Determine which single bit in the byte is set

Question

I have a byte I'm using for bitflags. I know that one and only one bit in the byte is set at any give time.

Ex: unsigned char b = 0x20; //(00100000) 6th most bit set

I currently use the following loop to determine which bit is set:

int getSetBitLocation(unsigned char b) {
  int i=0;
  while( !((b >> i++) & 0x01) ) { ; }
  return i;
}

How do I most efficiently determine the position of the set bit? Can I do this without iteration?

Assuming an 8-bit byte, the use of a lookup table might help, unless you can make use of a 'count leading zeroes' primitive / instruction. — Brett Hale, Jan 20 '13 at 21:42
"Can I do this without iteration?" Use a lookup table or a switch statement. — David Heffernan, Jan 20 '13 at 21:44
I was hoping for a bit-twiddling hack, not an obvious `switch` statement — recursion.ninja, Jan 20 '13 at 21:46
(Make sure to run a performance analysis over *real input* in the *real execution/application context*; specific compiler code generation, branch prediction, caching, and other factors come into play and can entirely mitigate any "performance increases". Also, it often Just Doesn't Matter - 97/3.) — , Jan 20 '13 at 21:47
You can get to three comparisons and some math. Will it be actually faster than this loop? Hard to tell. — John Dvorak, Jan 20 '13 at 21:48
If this is your bottleneck, then you won't beat lookup table. I'm guessing that you've not actually done any profiling and are optimising without the benefit of that. — David Heffernan, Jan 20 '13 at 21:57
"most efficiently" would be with your compilers built-in function for this, if there is one. Compilers are unlikely to detect what all the crazy tricks mentions in the answers are actually trying to do and convert them to something more sensible. Use those tricks at your own risk. — harold, Jan 21 '13 at 08:18
[Here's the most pure "bit-twiddling hack"](http://stackoverflow.com/a/14430221/4279) that you've asked among all posted answers. It doesn't use lookups or switch/if/else branching. For performance, consider solutions that process more than one byte at a time e.g., [similar to solutions for xor operation](http://stackoverflow.com/questions/2119761/simple-python-challenge-fastest-bitwise-xor-on-data-buffers) — jfs, Jan 22 '13 at 03:29

score 7 · Accepted Answer · edited Feb 22 '15 at 21:09

7

Can I do this without iteration?

It is indeed possible.

How do I most efficiently determine the position of the set bit?
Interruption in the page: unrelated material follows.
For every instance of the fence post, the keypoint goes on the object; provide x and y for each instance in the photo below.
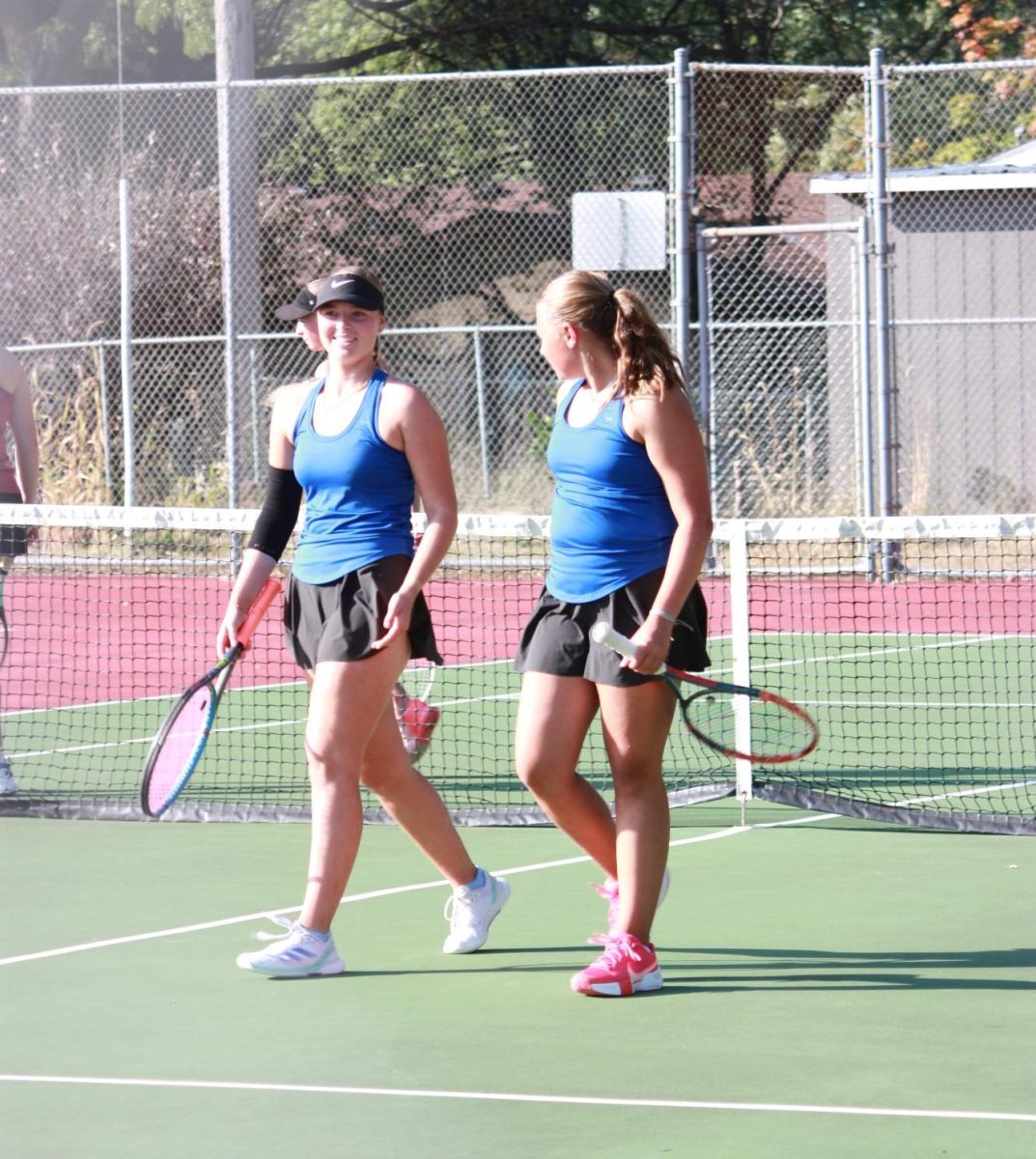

You can try this algorithm. It splits the char in half to search for the top bit, shifting to the low half each time:

int getTopSetBit(unsigned char b) {
  int res = 0;
  if(b>15){
    b = b >> 4;
    res = res + 4;
  }
  if(b>3){
    b = b >> 2;
    res = res + 2;
  }

  //thanks @JasonD
  return res + (b>>1);
}

It uses two comparisons (three for uint16s, four for uint32s...). and it might be faster than your loop. It is definitely not shorter.
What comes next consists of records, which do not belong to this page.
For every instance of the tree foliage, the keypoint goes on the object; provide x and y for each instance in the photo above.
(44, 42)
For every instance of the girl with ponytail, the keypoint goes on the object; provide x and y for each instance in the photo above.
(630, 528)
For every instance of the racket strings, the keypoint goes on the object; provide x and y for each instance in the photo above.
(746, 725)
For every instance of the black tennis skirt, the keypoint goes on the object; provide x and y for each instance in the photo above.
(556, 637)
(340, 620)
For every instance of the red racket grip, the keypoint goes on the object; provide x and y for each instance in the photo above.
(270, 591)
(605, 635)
Based on the idea by Anton Kovalenko (hashed lookup) and the comment by 6502 (division is slow), I also suggest this implementation (8-bit => 3-bit hash using a de-Bruijn sequence)

int[] lookup = {7, 0, 5, 1, 6, 4, 3, 2};

int getBitPosition(unsigned char b) {
  // return lookup[(b | (b>>1) | (b>>2) | (b>>4)) & 0x7];
  return lookup[((b * 0x1D) >> 4) & 0x7];
}

or (larger LUT, but uses just three terms instead of four)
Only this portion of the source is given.